Paradossalmente non sarà il trionfo a Melbourne ad innalzare Thomas Johansson verso il suo best ranking, consistente nel settimo gradino assoluto, bensì una semifinale in quel di Dubai ed un quarto a Montecarlo, Principato dove tra l’altro ottiene la residenza. È un infortunio a un piede a condizionare la restante parte del 2002 per colui che ben presto viene definito «Il campione slam più debole di tutti i tempi». Thomas va infatti a sbattere contro batoste di ogni tipo seguite da un lungo periodo di stop. Se a gennaio 2004 il computer lo piazza al n° 519, dopo le semifinali afferrate a Miami ed a Toronto, la finale raggiunta a Nottingham e una strepitosa rimonta inflitta ad Andre Agassi in finale a Stoccolma a fine anno il ranking di Thomas torna a respirare l’aria dei piani alti.

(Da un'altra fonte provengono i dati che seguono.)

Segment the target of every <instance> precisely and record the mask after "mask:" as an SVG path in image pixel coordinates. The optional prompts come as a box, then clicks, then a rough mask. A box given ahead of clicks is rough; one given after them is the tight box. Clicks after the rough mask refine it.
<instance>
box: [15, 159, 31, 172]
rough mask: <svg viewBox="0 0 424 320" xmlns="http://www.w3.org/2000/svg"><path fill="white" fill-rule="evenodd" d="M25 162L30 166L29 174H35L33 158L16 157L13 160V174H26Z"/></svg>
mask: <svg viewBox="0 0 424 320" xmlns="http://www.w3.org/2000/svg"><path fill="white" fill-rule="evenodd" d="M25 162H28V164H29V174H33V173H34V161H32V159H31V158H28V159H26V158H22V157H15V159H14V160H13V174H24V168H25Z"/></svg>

Un ritorno ai vertici che viene consacrato dalla semifinale di Wimbledon, dove viene battuto 6-7 6-2 7-6 7-6 da Andy Roddick. Senza più Safin e Kafelnikov da schiacciare, Thomas deve quindi accontentarsi di andare a prendersi l’ultima grande soddisfazione della sua carriera a San Pietroburgo, dove regola nell’ordine Philipp Kohlschreiber, Andrei Pavel, Greg Rusedski, Fernando Verdasco e Nicolas Kiefer. Un suolo, quello russo, che gli regala l’anno seguente un’altra finale, persa in quell’occasione da Mario Ancic che, ironia della sorte, durante un allenamento lo colpirà involontariamente a un occhio con una pallata provocandogli il distacco della retina. Tra Ivo Karlovic che gli vieta l’ultima gioia nell’adorato cemento indoor di Stoccolma, su cui già aveva esaltato due volte e dove perde la seconda di quattro finali, ed il piede che ricomincia a perseguitarlo nel maggio 2008 Thomas Johansson produce un acuto in occasione della World Team Championships dove all’ultimo round, da numero 67 del mondo, zittisce, nemmeno a dirlo, un top 30 russo, Igor Andreev.
Il ritiro per Thomas arriva nel 2009. Un vuoto riempito dalle tante passioni che animano la sua indole sensibile: dai libri di Henning Mankell alla fotografia, dalla musica dei Depeche Mode e degli U2 al collezionare in dvd tutte le stagioni della sua serie tv preferita Friends, dal seguire assiduamente la sua squadra di hockey del cuore, il Linkopings HC al trascorrere serenamente le sue giornate insieme alla moglie Gisella Kaltencher. Un addio alle armi accolto probabilmente con un metaforico sospiro di sollievo da parte della Russia, a cui Thomas avrà replicato limitandosi ad uno dei suoi discreti e raffinatissimi sorrisi.